Том 2. Нервные люди
Шрифт:
Отчаянно побледнел тут нэпман Горбушкин. Начал читать повестку. Да, действительно велят немедленно явиться по уголовному делу.
Встал нэпман из-за стола. Отчаянно трясется. Зубами ударяет.
— Только бы, — говорит, — не высшая мера. Высшую меру я, действительно, с трудом переношу. Остальное как-нибудь с божьей помощью.
Горячо попрощался нэпман со своими родственниками, всплакнул о превратностях судьбы, взял в узелок немного несъеденных продуктов и папирос три коробки и под общий плач отбыл.
Отбыл и, конечно, не является.
Тут плач и рыданье происходит в квартире. Родственники приезжают совещаться.
Жена, мадам Горбушкина, сквозь рыданье произносит:
— Дескать, по какому делу влип мой супруг — еще пока не известно. Но одно ясно: какое-нибудь дело найдется. У каждого человека дела имеются, и каждый человек по краешку ходит. Но неужели же за это высшую меру могут сделать?
Брат нэпмана, Павел Горбушкин, говорит:
— На высшую меру я, — говорит, — не надеюсь. Но скорей всего в силу социального положения, как пить дать, конфискуют имущество. Это, — говорит, — уж прямо вот как верно. Предлагаю в виду этого ликвидировать имущество, а то, — говорит, — вдове жить будет нечем.
Начали, конечно, родственники в ударном порядке шкафы перетряхивать. Вытрусили разные костюмы и одежу в кучу, начали продавать. Разные жильцы и торговцы сошлись. Тут же мебель запродали, пианино загнали за приличную сумму.
К вечеру, одним словом, продались. Начали даже квартиру сватать. Оставила вдова с братом себе только боковую комнату, а остальную площадь сосватали с подходящими въездными.
Вдруг в семь часов вечера нэпман Горбушкин является. Веселенький и слегка под хмельком.
— Фу, — говорит, — пропасть какая! Я, — говорит, — думал, что высшая мера, а оно ничего похожего. Вызвали меня для одной справки. Вроде как свидетелем. Я уж, — говорит, — дорогие родственнички, от превеликой радости в ресторации лишние полчаса просидел. Извиняюсь за тревожное волненье.

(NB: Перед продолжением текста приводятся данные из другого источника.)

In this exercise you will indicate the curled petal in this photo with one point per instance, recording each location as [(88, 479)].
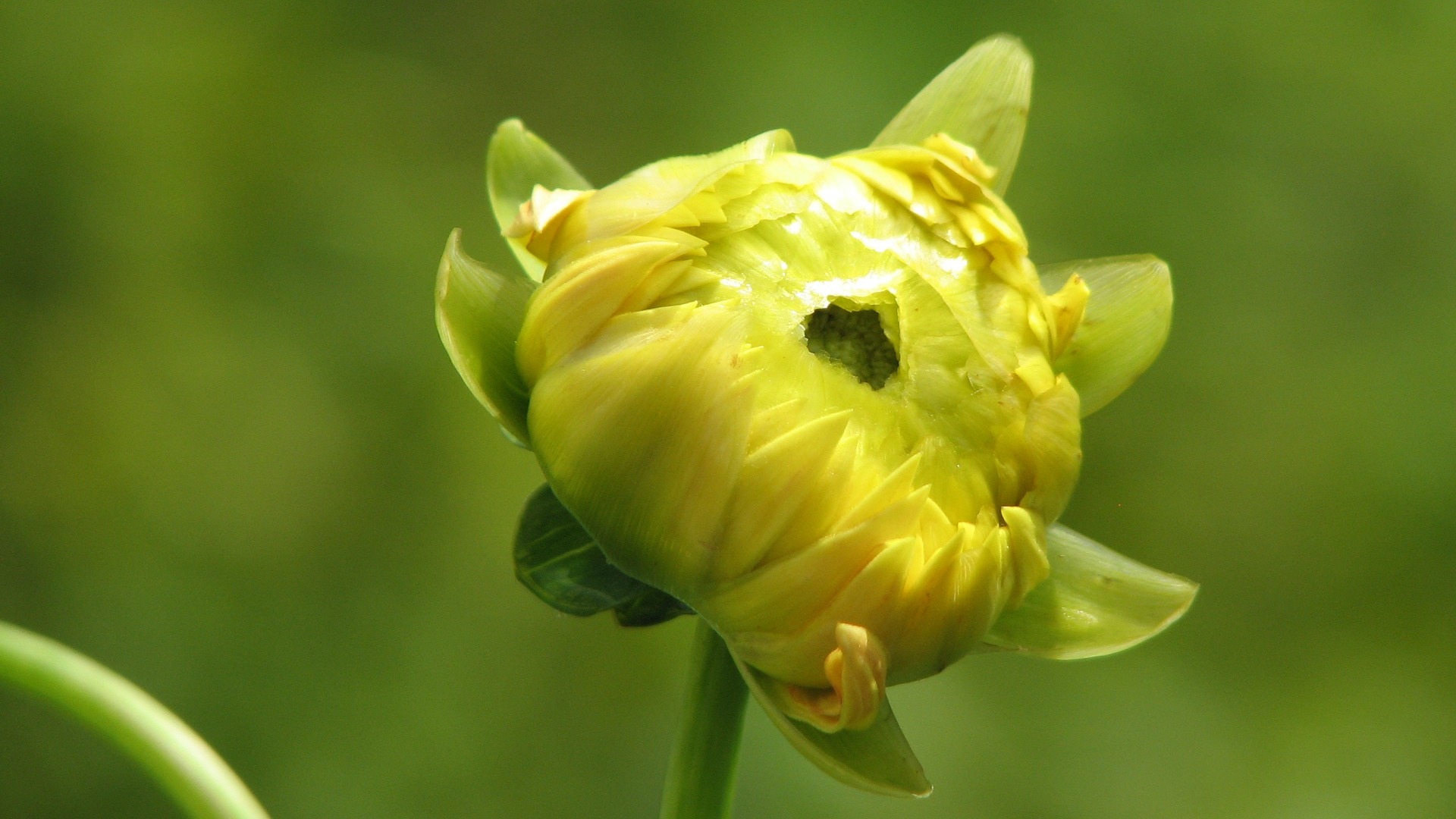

Тут, конечно, происходит немая сцена в проданной квартире.
Однако нэпман Горбушкин ничуть даже не огорчился.
— Это, — говорит, — прямо даже очень великолепно, что запродались. Все мы по краешку ходим. А оно без имущества много спокойней и благородней.
После небольшого фокстрота родственники осторожно разошлись по домам.
Товарищ Гоголь
В наше переходное время, в наши скромные дни жил был товарищ Гоголь не на улице Гоголя, а где-нибудь, ну, скажем, на Васильевском острове.
Жил бы человек неплохо. Насчет цельной квартирки не ручаемся, но отдельная комната была бы у него. Примерно в 3 кв. сажени. Меблированная.
За мебель хозяйке Гоголь платил бы 20 целковых да в домоуправление по 1 р. 60 к. за квадратный метр.
А работал бы Гоголь в «Смехаче» (25 рублей за фельетон). Пришлось бы уж Гоголю расстараться на мелкие вещицы!
Большие вещи — разные там «Мертвые души» и «Старосветские помещики» — все это хорошо и отлично, но недостаточно. Главное, что свободной профессией попахивает. И пописывал бы Николай Васильевич разные мелочишки. Может быть, даже отдел «Тараканы в тесте» вел. Ох, пришлось бы сотрудникам слегка потесниться!
Ходил бы тов. Гоголь в серой толстовке. Лечился бы электричеством от острой неврастении в Знаменской лечебнице. Трешки бы занимал до среды. Сотрудники дружески хлопали бы его по плечу и говорили: «Ну как, брат Гоголь?»
И вообще жил бы человек не худо. Вполне кормился бы при «Гудке».
Единственно, пожалуй, пришлось бы Гоголю пострадать от современной критики. Показала бы ему наша дорогая критика кузькину мать.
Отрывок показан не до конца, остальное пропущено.